Each chapter operates a little differently. Barber's includes 14 members, who participate in monthly meetings, plus quarterly marathon cooking sessions that produce dozens of kosher and halal meals to serve at soup kitchens and to stock the freezer at the Philadelphia Interfaith Hospitality Network.

"After we were meeting for a year or so, the women said, 'We'd like to do something together,' " Barber said. "We had a discussion about what we wanted to do, and we wanted to feed homeless people and we wanted to cook together."

So, on a recent Sunday afternoon, five of them gathered in Barber's kitchen to make six large pans of kosher vegetarian lasagna.

Teresa Hadjali, 52, of Upper Darby, was chopping a heaping pile of onions.

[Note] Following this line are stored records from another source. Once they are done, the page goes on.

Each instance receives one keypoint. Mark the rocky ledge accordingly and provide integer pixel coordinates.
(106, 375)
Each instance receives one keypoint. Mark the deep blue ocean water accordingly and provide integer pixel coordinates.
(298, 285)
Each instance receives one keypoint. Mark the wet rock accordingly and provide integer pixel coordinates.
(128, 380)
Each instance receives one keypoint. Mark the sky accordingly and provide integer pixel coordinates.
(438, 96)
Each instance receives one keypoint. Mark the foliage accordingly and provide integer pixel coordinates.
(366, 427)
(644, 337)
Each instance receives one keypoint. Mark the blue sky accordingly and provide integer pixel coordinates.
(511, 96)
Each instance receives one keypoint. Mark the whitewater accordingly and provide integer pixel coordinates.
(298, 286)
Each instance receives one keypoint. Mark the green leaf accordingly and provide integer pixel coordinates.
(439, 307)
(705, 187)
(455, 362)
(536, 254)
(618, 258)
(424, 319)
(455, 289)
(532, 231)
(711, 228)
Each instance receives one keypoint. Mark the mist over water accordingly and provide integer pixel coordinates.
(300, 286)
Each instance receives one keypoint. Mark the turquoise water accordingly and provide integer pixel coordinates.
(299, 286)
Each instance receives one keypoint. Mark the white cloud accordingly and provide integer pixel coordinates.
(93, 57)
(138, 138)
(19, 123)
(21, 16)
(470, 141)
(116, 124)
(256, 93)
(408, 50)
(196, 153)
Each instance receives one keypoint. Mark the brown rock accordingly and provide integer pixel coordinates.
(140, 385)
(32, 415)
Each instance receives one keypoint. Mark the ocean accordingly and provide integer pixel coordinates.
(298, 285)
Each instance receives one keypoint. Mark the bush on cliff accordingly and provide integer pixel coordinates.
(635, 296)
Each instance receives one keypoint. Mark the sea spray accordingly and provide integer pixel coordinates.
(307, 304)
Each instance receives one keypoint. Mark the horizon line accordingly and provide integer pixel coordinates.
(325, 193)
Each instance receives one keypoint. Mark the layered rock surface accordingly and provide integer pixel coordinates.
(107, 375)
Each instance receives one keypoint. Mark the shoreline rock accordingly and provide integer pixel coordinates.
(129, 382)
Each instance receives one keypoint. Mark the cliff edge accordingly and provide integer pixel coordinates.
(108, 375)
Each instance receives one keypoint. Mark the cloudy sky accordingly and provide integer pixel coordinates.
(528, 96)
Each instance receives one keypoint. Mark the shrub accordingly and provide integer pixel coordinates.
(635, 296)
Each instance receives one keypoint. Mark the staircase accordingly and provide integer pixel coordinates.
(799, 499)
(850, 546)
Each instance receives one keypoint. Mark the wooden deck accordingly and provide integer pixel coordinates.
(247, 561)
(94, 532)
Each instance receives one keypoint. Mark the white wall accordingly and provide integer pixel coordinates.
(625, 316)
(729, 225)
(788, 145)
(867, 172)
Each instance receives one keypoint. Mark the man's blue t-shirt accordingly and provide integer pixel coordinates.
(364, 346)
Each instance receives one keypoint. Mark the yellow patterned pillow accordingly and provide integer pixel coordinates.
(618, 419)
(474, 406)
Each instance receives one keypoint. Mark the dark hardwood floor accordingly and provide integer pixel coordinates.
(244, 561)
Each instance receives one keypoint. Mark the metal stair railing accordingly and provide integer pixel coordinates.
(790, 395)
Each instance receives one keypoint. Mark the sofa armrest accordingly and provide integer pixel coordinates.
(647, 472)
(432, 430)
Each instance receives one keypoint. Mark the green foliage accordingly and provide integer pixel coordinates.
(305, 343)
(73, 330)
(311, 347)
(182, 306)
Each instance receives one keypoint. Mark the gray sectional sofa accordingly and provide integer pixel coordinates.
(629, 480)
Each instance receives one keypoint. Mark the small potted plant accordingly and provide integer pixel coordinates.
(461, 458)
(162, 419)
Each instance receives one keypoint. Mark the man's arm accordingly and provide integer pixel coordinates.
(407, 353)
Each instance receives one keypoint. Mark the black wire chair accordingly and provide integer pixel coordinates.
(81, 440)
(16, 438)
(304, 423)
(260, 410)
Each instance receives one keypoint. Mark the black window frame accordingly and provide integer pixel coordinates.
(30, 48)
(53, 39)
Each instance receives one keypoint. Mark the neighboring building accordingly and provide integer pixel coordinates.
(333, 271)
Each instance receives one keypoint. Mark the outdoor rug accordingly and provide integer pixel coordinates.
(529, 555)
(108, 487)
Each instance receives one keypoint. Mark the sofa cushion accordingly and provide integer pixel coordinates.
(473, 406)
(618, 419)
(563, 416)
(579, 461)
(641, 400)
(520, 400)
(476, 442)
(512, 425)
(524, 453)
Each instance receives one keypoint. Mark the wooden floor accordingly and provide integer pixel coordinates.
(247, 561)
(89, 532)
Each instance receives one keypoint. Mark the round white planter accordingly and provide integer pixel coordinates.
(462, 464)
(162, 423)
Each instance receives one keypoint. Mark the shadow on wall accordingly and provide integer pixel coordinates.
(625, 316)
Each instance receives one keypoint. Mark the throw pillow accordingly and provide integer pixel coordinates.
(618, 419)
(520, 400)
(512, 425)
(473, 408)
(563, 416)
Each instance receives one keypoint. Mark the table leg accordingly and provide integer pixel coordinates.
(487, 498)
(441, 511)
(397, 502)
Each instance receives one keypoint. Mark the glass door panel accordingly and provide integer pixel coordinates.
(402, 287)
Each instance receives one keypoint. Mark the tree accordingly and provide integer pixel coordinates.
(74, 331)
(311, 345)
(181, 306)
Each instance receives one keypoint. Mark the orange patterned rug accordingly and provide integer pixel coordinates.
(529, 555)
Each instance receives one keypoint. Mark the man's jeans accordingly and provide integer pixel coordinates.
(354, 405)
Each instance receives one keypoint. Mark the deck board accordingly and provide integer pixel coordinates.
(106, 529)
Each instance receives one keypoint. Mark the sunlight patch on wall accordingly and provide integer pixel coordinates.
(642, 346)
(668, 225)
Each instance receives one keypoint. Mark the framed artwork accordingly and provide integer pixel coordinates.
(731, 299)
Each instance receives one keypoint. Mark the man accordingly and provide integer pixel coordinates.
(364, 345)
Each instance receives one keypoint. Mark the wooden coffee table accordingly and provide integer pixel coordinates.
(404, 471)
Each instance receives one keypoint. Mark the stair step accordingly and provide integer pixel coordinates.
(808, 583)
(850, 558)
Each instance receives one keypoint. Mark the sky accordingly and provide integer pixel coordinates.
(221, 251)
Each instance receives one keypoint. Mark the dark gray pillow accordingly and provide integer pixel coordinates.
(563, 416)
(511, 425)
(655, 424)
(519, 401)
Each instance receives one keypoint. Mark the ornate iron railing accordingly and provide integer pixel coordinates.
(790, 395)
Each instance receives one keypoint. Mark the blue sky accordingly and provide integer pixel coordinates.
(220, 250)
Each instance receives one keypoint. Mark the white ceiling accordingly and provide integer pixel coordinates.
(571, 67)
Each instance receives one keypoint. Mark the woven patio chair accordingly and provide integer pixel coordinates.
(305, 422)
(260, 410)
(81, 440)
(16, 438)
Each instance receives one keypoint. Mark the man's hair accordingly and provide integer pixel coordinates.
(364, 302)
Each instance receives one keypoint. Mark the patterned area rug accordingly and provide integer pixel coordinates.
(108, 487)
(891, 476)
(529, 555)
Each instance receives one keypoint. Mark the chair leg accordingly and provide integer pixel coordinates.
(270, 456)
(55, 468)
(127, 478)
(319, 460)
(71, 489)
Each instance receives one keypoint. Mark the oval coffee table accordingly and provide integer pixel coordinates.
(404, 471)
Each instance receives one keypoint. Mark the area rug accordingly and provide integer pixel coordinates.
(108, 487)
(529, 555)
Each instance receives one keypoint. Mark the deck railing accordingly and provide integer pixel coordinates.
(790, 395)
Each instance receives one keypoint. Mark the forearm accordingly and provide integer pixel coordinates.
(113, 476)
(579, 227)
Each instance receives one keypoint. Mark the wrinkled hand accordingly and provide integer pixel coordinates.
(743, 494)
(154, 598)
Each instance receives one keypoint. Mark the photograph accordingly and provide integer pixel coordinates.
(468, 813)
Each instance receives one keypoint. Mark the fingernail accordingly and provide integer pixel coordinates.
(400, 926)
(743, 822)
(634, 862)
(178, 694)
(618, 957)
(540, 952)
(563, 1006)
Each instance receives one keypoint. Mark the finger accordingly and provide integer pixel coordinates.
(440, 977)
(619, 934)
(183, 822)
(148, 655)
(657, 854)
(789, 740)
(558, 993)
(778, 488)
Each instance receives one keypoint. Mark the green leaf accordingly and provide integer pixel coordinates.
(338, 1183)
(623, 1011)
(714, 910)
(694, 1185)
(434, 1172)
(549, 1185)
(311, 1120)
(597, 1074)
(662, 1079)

A principal at an Islamic school, she said the sisterhood is a place where she finds acceptance and solidarity. "It is, first of all, a very healing and encouraging support group."

Sally Selim, 43, of Malvern, the chapter's Muslim cochairwoman, said that, in most settings, "we tend to focus more on what is different instead of what we have in common." Here, the opposite is true.

She began to explain — then someone's mobile phone began to chime an alarm, a digital call to prayer. She and the other Muslim women in the group excused themselves, asked Barber to point them eastward, and retreated into another room to pray.

When Selim returned, she began mixing vegetables and ricotta in a large bowl and pondering how the current political climate has transformed the meaning of the Sisterhood to her. She recalled the relief of attending her first meeting following the presidential election in November.

"I felt I could talk openly. All the fears and anxiety and anger and disappointment, I felt I could finally get that out in the open," she said.

Kathy Roberts, 52, of Gulph Mills, agreed: "When you get down about politics, you get together with these women and you feel like there is still humanity left."

Still, some topics are verboten – or, to borrow an Islamic term, haram.

Sheryl Olitzky and Atiya Aftab, the two New Jersey women who founded the Sisterhood of Salaam Shalom in 2010, developed guidelines. Among them, said Barber, "we're not allowed to talk about the Middle East unless we've been together for something like two years, and even then only with a trained facilitator."

Her group has steered clear of the subject. She feels there's plenty of less-treacherous ground to cover first. And, she's currently focused on helping form new chapters. About 120 women in and around Philadelphia have expressed interest – but only about 25 of those are Muslim. So, many more Muslim women are needed to launch new groups.

For now, said Rachel Falkove, of the Philadelphia Interfaith Hospitality Network, the meals – dropped off in stacks of plastic containers with custom-printed labels – are making a small but vital difference.

"We get a lot of people walking in who are hungry," she said. "We have families who run out of food stamps and need something to feed their kids. We get working poor coming in who don't have food stamps, but they're just not making it. And not everyone has cooking ability in their homes: They may not have utilities. They may not have a working stove. They may not have a refrigerator."

Sillah said she hopes these small gestures can result in a cumulative impact.

"I think at this time we needed something like this," she said. "Women are the ones that make things happen. We might not be at the forefront, but we make things happen."